Alex continua parada e o jeito como ela se comportava estava começando a me assustar. Estava prestes a abrir a boca novamente quando ela falou:
— Hans me contou o que aconteceu.
Não era bem isso que eu estava esperando.
— Alex...
— Merliah eu sinto muito — ela me interrompe.
Dou de ombros.
— É. Eu também.
— Você quer falar sobre isso?
— Não — respondo imediatamente. — Eu só fiz uma escolha e tenho que arcar com as consequências.
— Foi a escolha certa — ela diz, fazendo com que eu a encarasse. — Se tivesse feito diferente o rumo teria sido diferente e talvez não teríamos conseguido terminar com isso de uma maneira amigável. Estamos todos vivos e ela vai nos deixar em paz. Foi a escolha certa.
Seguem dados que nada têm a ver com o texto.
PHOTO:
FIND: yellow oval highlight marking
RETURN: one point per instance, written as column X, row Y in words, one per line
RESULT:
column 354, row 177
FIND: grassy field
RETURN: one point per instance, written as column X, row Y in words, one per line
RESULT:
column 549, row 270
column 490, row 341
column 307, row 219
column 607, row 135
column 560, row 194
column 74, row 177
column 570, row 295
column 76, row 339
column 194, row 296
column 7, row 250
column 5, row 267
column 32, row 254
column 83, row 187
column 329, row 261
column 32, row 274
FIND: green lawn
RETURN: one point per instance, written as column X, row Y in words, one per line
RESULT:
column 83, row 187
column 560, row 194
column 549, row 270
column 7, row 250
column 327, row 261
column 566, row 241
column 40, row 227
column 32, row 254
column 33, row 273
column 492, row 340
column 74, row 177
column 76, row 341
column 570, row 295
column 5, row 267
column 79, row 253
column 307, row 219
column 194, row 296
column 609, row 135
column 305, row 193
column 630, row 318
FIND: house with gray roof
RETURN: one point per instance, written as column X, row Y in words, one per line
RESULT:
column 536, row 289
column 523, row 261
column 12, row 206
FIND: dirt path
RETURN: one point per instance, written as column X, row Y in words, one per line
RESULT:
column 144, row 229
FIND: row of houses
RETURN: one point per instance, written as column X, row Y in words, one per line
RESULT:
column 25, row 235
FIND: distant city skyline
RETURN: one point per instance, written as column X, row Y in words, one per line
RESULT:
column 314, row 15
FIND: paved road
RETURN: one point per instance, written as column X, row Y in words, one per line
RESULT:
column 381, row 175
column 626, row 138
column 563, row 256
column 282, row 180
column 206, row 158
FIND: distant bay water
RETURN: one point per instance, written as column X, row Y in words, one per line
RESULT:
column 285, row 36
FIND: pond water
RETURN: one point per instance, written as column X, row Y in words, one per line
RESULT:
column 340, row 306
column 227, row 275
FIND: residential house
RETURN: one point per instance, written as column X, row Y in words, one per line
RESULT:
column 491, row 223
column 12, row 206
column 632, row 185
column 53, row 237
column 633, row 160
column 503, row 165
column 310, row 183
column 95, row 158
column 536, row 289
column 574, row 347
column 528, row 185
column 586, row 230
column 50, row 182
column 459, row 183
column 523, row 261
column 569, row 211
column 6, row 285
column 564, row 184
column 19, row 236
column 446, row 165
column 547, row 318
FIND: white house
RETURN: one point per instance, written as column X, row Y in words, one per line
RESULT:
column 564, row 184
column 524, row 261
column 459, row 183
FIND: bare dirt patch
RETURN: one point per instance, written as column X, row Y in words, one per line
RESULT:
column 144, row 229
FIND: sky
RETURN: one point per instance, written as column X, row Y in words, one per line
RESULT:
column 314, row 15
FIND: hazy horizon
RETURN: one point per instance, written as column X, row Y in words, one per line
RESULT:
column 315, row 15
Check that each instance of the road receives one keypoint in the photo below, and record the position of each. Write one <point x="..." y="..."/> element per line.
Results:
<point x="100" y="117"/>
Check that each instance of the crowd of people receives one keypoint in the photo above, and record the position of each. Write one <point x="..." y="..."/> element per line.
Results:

Tudo bem, eu salvei o Seth e estamos todos vivos e eu faria novamente se isso significasse deixar ele vivo, com certeza faria, mas isso não tornava o que eu fiz menos pior do que é.
— Ainda estou tentando me convencer disso — é tudo que consigo dizer.
— Quando duvidar olhe nos olhos de Seth e imagine todo o futuro que ele irá ter. Acho que isso vai sanar suas dúvidas.
Assinto.
— Obrigada.
— E sobre o Calvin: ele era sozinho. Ficou com a Isabel por um tempo mas depois da morte da esposa se recusou a voltar a andar com ela. Essa história não vai trazer mais problemas pra você.
— Tudo bem — murmuro em resposta sentindo minha garganta ameaçar se fechar.
Felizmente Alex muda de assunto.
— Não está grávida mesmo, né?
— Não, eu só disse aquilo porque... Parecia a coisa certa a se dizer.
— Quando a Isabel foi transformada ela não conseguiu lidar com a dor de perder a coisa que ela mais queria, quem a transformou não percebeu que ela estava grávida, o bebê está eternamente dentro dela. Ela tentou se matar depois da transição, ela queria morrer junto com o bebê.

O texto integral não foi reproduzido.